We have held in the Willow Creek case, this day decided, that the plaintiffs are entitled to have made appurtenant to the several tracts of land two acre-feet of water by the defendant corporation for every acre described in their contracts, whether or not the entire acreage was reclaimed prior to January 1, 1918. The reason for this decision is fully stated in our opinion in the Willow Creek case. The Moline Farms Company had no right to divert to its own land any of the water adjudicated to the Willow River Land and Irrigation Company until it had fully supplied the quantity of water sold to the purchasers of the Irrigation Company. By unlawfully diverting to its own land large quantities of the limited supply of water prior to 1918, the Moline Farms Company prevented the plaintiffs, and others similarly situated, from reclaiming the entire acreage sold to them by the Irrigation Company or its successors, with water rights appurtenant. To hold now that the plaintiffs are not entitled to the water because it was not utilized prior to January 1, 1918, *Page 298 is to award to the Moline Farms Company and its successors water sold by it and its predecessors in interest to the appellants.
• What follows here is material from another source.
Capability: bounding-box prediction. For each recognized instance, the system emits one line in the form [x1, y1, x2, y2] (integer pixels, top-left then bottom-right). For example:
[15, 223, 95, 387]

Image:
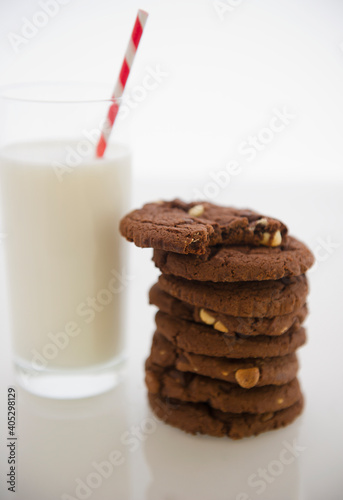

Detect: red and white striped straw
[96, 9, 149, 158]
The effect of such a decision would be to permit the Moline Farms Company to take advantage of its own wrong. This equity will not permit.
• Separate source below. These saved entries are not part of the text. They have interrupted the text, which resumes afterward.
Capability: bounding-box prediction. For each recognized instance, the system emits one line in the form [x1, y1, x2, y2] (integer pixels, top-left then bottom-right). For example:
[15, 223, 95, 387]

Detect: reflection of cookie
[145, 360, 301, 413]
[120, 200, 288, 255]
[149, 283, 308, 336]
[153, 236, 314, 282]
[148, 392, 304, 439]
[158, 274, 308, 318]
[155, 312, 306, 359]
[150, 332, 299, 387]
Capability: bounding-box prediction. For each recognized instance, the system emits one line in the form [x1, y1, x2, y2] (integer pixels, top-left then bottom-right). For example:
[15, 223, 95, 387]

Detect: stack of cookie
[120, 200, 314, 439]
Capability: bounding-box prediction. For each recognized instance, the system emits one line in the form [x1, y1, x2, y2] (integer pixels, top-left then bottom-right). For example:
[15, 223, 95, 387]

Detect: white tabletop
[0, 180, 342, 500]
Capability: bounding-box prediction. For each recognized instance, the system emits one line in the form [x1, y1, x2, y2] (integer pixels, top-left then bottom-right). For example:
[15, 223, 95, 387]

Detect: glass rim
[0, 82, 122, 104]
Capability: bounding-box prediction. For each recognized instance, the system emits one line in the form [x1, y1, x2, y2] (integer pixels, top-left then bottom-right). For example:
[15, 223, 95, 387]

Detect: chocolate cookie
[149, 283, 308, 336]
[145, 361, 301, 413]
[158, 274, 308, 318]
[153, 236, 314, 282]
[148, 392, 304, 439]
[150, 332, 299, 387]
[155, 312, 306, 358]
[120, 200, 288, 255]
But we did not intend to authorize any person to change a water right from one tract of land to another not contiguous. The law forbids that: Or. L., §§ 5744, 5754; Squaw Creek Irr. Dist. v. Mamero et al., 107 Or. 291 (214 P. 889); Central OregonIrr. Co. v. Public Service Com., 101 Or. 442, 457 (196 P. 832, 15 A.L.R. 1216). Our statute provides for a change of the use of water, but such change must be approved by the State Water Board. It is not the intention of the law to require the application of the water awarded to a forty-acre tract to be applied to each and every acre of that tract each year. The principal object of the Water Code is to require water appropriated to be used beneficially without waste. Different seasons require a different quantity of water. Different crops require different quantities of water. As long, therefore, as a water right appurtenant to a specified tract is used beneficially and without waste, it is immaterial whether or not the water is spread all over the entire tract or only a part thereof. But water made appurtenant to one tract cannot be lawfully used on a detached tract, even though owned by the same person, without the approval of the State Water Board: Or. L., § 5764.

Courts of equity will be diligent to protect the rights of minority stockholders when a suit has been properly instituted for that purpose: 14-A C.J. 694; 6 Fletcher, Cyc. Corp., §§ 3998, 4053, pp. 6872-6873; *Page 299 Rights of Minority Stockholders, Harvey, pp. 63, 74, 78, 79. But this suit was not instituted for that purpose, nor prays for that result.

Finding no error in the decree appealed from, it is affirmed.

AFFIRMED.

Mr. Justice BELT, not having heard the argument, took no part in this decision.